Concentrators would be required to take just one course in each category, giving students greater freedom to take more electives and thus design their own courses of study.
Under the proposal, the required courses English 10a and 10b—as well as the pre-1800 literature, American literature, and sophomore seminar requirements—would die.
In their place, courses in the four new categories—“Arrivals,” “Poets,” “Diffusions,” and “Shakespeares”—would interweave literary history with textual analysis. At a gathering for prospective concentrators on Tuesday, English professor Stephen J. Greenblatt said that these courses will most likely be small seminars.

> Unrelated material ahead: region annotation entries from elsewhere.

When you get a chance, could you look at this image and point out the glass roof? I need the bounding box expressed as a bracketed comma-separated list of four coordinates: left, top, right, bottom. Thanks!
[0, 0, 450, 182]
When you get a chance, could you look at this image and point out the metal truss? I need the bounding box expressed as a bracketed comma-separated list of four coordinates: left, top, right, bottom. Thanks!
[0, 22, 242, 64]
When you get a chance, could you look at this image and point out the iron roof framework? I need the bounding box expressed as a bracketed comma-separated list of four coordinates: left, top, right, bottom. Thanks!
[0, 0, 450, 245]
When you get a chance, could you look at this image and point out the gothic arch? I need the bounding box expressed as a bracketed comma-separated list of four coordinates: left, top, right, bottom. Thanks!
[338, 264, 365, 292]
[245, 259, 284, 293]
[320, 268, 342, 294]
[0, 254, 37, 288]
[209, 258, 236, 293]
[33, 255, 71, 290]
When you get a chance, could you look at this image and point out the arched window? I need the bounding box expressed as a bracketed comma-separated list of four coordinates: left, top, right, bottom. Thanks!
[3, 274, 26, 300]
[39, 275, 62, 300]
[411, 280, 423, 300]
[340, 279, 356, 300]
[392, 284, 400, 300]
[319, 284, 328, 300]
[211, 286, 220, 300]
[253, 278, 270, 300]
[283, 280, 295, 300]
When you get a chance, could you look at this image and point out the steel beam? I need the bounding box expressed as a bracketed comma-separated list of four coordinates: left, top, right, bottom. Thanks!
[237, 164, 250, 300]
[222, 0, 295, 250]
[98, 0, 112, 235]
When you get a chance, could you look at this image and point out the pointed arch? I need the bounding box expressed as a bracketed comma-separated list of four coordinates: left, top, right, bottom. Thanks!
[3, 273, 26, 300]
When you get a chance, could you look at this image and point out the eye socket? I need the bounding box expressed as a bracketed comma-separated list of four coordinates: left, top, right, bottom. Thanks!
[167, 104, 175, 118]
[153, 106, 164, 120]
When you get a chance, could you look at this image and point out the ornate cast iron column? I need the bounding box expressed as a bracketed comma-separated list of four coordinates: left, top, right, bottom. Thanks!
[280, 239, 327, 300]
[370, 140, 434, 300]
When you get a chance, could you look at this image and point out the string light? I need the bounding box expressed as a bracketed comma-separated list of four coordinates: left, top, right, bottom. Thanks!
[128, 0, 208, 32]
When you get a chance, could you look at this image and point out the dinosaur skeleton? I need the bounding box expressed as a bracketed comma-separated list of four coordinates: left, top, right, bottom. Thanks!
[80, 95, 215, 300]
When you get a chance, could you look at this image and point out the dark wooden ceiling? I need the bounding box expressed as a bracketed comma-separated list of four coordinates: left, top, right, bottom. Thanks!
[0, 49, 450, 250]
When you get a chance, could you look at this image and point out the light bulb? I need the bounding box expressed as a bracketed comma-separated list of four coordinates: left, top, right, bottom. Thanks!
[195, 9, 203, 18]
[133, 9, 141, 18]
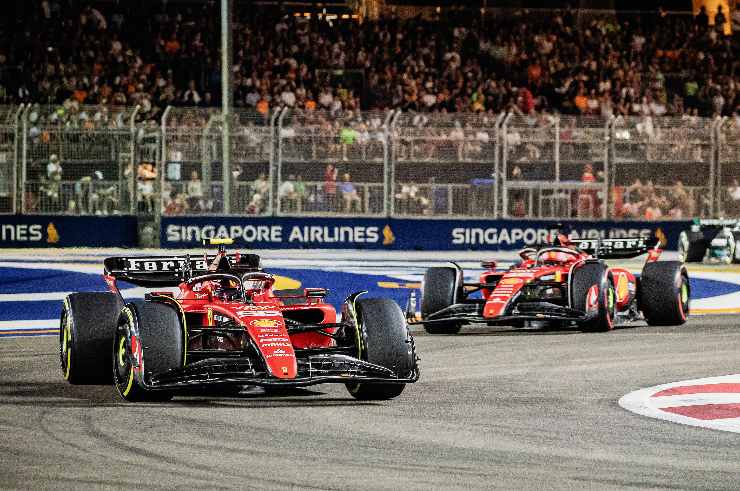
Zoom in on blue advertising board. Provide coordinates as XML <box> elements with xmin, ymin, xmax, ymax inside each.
<box><xmin>160</xmin><ymin>217</ymin><xmax>690</xmax><ymax>250</ymax></box>
<box><xmin>0</xmin><ymin>215</ymin><xmax>138</xmax><ymax>248</ymax></box>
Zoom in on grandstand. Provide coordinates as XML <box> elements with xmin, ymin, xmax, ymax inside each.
<box><xmin>0</xmin><ymin>0</ymin><xmax>740</xmax><ymax>243</ymax></box>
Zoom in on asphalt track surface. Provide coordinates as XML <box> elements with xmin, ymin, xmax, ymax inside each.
<box><xmin>0</xmin><ymin>316</ymin><xmax>740</xmax><ymax>489</ymax></box>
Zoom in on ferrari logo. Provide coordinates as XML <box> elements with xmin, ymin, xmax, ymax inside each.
<box><xmin>250</xmin><ymin>319</ymin><xmax>279</xmax><ymax>327</ymax></box>
<box><xmin>46</xmin><ymin>222</ymin><xmax>59</xmax><ymax>244</ymax></box>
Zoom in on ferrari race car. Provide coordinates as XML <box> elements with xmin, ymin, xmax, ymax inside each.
<box><xmin>59</xmin><ymin>239</ymin><xmax>419</xmax><ymax>401</ymax></box>
<box><xmin>678</xmin><ymin>219</ymin><xmax>740</xmax><ymax>264</ymax></box>
<box><xmin>414</xmin><ymin>235</ymin><xmax>691</xmax><ymax>334</ymax></box>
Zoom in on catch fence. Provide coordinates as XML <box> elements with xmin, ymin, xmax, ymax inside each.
<box><xmin>0</xmin><ymin>104</ymin><xmax>740</xmax><ymax>220</ymax></box>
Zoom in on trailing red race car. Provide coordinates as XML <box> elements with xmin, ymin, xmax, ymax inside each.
<box><xmin>419</xmin><ymin>235</ymin><xmax>691</xmax><ymax>334</ymax></box>
<box><xmin>60</xmin><ymin>239</ymin><xmax>419</xmax><ymax>401</ymax></box>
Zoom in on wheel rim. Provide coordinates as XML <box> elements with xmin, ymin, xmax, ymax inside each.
<box><xmin>114</xmin><ymin>334</ymin><xmax>134</xmax><ymax>397</ymax></box>
<box><xmin>678</xmin><ymin>277</ymin><xmax>689</xmax><ymax>320</ymax></box>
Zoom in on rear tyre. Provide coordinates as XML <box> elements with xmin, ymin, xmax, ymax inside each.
<box><xmin>346</xmin><ymin>298</ymin><xmax>416</xmax><ymax>401</ymax></box>
<box><xmin>421</xmin><ymin>266</ymin><xmax>464</xmax><ymax>334</ymax></box>
<box><xmin>113</xmin><ymin>300</ymin><xmax>185</xmax><ymax>402</ymax></box>
<box><xmin>678</xmin><ymin>231</ymin><xmax>709</xmax><ymax>263</ymax></box>
<box><xmin>59</xmin><ymin>292</ymin><xmax>123</xmax><ymax>385</ymax></box>
<box><xmin>570</xmin><ymin>262</ymin><xmax>616</xmax><ymax>331</ymax></box>
<box><xmin>639</xmin><ymin>261</ymin><xmax>691</xmax><ymax>326</ymax></box>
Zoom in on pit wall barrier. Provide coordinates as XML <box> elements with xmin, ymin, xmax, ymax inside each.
<box><xmin>0</xmin><ymin>215</ymin><xmax>139</xmax><ymax>248</ymax></box>
<box><xmin>160</xmin><ymin>217</ymin><xmax>691</xmax><ymax>251</ymax></box>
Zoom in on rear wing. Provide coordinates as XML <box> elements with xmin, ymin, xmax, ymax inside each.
<box><xmin>571</xmin><ymin>237</ymin><xmax>660</xmax><ymax>259</ymax></box>
<box><xmin>103</xmin><ymin>253</ymin><xmax>261</xmax><ymax>288</ymax></box>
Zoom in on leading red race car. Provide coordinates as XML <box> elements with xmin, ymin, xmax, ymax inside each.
<box><xmin>60</xmin><ymin>239</ymin><xmax>419</xmax><ymax>401</ymax></box>
<box><xmin>419</xmin><ymin>234</ymin><xmax>691</xmax><ymax>334</ymax></box>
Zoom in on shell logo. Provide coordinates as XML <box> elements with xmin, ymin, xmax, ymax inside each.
<box><xmin>250</xmin><ymin>319</ymin><xmax>279</xmax><ymax>327</ymax></box>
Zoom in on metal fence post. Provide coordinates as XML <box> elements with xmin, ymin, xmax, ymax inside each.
<box><xmin>18</xmin><ymin>104</ymin><xmax>31</xmax><ymax>213</ymax></box>
<box><xmin>154</xmin><ymin>106</ymin><xmax>172</xmax><ymax>216</ymax></box>
<box><xmin>200</xmin><ymin>113</ymin><xmax>221</xmax><ymax>213</ymax></box>
<box><xmin>501</xmin><ymin>113</ymin><xmax>513</xmax><ymax>218</ymax></box>
<box><xmin>11</xmin><ymin>104</ymin><xmax>25</xmax><ymax>213</ymax></box>
<box><xmin>267</xmin><ymin>107</ymin><xmax>288</xmax><ymax>216</ymax></box>
<box><xmin>272</xmin><ymin>108</ymin><xmax>290</xmax><ymax>215</ymax></box>
<box><xmin>553</xmin><ymin>116</ymin><xmax>560</xmax><ymax>182</ymax></box>
<box><xmin>602</xmin><ymin>114</ymin><xmax>615</xmax><ymax>219</ymax></box>
<box><xmin>709</xmin><ymin>116</ymin><xmax>722</xmax><ymax>217</ymax></box>
<box><xmin>493</xmin><ymin>112</ymin><xmax>506</xmax><ymax>218</ymax></box>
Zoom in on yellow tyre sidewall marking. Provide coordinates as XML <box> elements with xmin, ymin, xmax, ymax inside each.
<box><xmin>64</xmin><ymin>301</ymin><xmax>72</xmax><ymax>380</ymax></box>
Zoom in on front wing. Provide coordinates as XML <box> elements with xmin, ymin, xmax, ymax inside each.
<box><xmin>140</xmin><ymin>354</ymin><xmax>420</xmax><ymax>390</ymax></box>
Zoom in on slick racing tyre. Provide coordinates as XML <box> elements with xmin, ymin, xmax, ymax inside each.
<box><xmin>421</xmin><ymin>266</ymin><xmax>464</xmax><ymax>334</ymax></box>
<box><xmin>113</xmin><ymin>300</ymin><xmax>185</xmax><ymax>402</ymax></box>
<box><xmin>346</xmin><ymin>298</ymin><xmax>416</xmax><ymax>400</ymax></box>
<box><xmin>570</xmin><ymin>262</ymin><xmax>616</xmax><ymax>331</ymax></box>
<box><xmin>678</xmin><ymin>231</ymin><xmax>709</xmax><ymax>263</ymax></box>
<box><xmin>59</xmin><ymin>292</ymin><xmax>123</xmax><ymax>385</ymax></box>
<box><xmin>638</xmin><ymin>261</ymin><xmax>691</xmax><ymax>326</ymax></box>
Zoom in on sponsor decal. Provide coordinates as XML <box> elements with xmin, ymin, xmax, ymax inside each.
<box><xmin>0</xmin><ymin>223</ymin><xmax>43</xmax><ymax>242</ymax></box>
<box><xmin>236</xmin><ymin>310</ymin><xmax>280</xmax><ymax>317</ymax></box>
<box><xmin>383</xmin><ymin>225</ymin><xmax>396</xmax><ymax>245</ymax></box>
<box><xmin>499</xmin><ymin>278</ymin><xmax>524</xmax><ymax>286</ymax></box>
<box><xmin>46</xmin><ymin>222</ymin><xmax>59</xmax><ymax>244</ymax></box>
<box><xmin>617</xmin><ymin>272</ymin><xmax>630</xmax><ymax>302</ymax></box>
<box><xmin>165</xmin><ymin>223</ymin><xmax>382</xmax><ymax>245</ymax></box>
<box><xmin>260</xmin><ymin>341</ymin><xmax>293</xmax><ymax>348</ymax></box>
<box><xmin>249</xmin><ymin>319</ymin><xmax>280</xmax><ymax>330</ymax></box>
<box><xmin>586</xmin><ymin>285</ymin><xmax>599</xmax><ymax>312</ymax></box>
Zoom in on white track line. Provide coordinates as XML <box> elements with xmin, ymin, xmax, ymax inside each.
<box><xmin>619</xmin><ymin>374</ymin><xmax>740</xmax><ymax>433</ymax></box>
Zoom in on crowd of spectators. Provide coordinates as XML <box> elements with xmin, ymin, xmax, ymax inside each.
<box><xmin>0</xmin><ymin>0</ymin><xmax>740</xmax><ymax>121</ymax></box>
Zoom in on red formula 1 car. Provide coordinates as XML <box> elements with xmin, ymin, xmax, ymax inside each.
<box><xmin>420</xmin><ymin>235</ymin><xmax>690</xmax><ymax>334</ymax></box>
<box><xmin>60</xmin><ymin>239</ymin><xmax>419</xmax><ymax>401</ymax></box>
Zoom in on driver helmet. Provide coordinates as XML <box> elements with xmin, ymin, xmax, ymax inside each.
<box><xmin>211</xmin><ymin>279</ymin><xmax>239</xmax><ymax>300</ymax></box>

“This is a complete makeover of the undergraduate program,” said English professor Daniel G. Donoghue, who is also the department’s director of undergraduate studies. “Our approach was to start with a completely clean slate.”
If the Educational Policy Committee gives the proposal the green light in February, it is likely to be implemented as early as next year.
LOSING THE CANON?
Although the Norton Anthology of English Literature will no longer be required to sit on the bookshelves of every English concentrator, those who are loyal to the English canon may still be able to get their fix: courses in the “Poets” and “Shakespeares” categories would explore foundational works like “Hamlet” and “The Canterbury Tales.”
“With the changes, you won’t lose any of the content of 10a and 10b,” Greenblatt said at the event. “It will trickle down to students through the professors themselves who, after all, specialize in each of these areas of English literature.”
In fact, English professor Gordon Teskey—an expert on Shakespeare who also used to teach English 10a—said he thinks there would be more of an emphasis on great authors, whereas the current set-up makes time period and geography the central organizing principles.
Under the existing plan, there is no one text that is guaranteed for every concentrator to have read by the time they graduate.
Student reaction to the elimination of 10a and 10b was mixed: while some lauded the change, others described the survey courses as almost indispensable to the concentration.
English concentrator Spencer A. Strub ’09 said he is glad to see the “Major British Writers” series go.
“Eliminating the 10a and 10b requirements would really allow people to do more with their studies more quickly,” Strub said.
Noa Silver ’10, on the other hand, said that she thinks having an introductory class is “really important.”
“I think 10a really teaches you how the works of English transformed and progressed over time,” said Silver, also a concentrator. “Without knowing where an author is coming from, your ability to appreciate and understand the work isn’t as fulfilling.”
English concentrators said that they hoped the new program of studies would still expose them to a broad range of English literature over time, allowing them to identify their passions within the canon.
“The broad spectrum of books you read in 10a and 10b really can open up different areas to you that you can end up focusing on later in your English career,” Chris L. McConnell ’09 said.
Students like McConnell, however, might find themselves disappointed with the conclusion of the proposal, which emphasized that the new courses are “not gateway courses, but plums offered to those students who have already decided to become English concentrators.”
The proposal was written by a six-person task force chaired by Stephen L. Burt and Daniel Albright. Three of the six currently teach or have previously taught English 10a or 10b.
Most English professors contacted for this article declined to be interviewed, saying that the department has agreed not to discuss the new plan until the Educational Policy Committee makes its decision in the spring.
All English professors are required to fill out a questionnaire by Dec. 16 outlining the courses they are planning to teach in the next two years—including in the four new categories.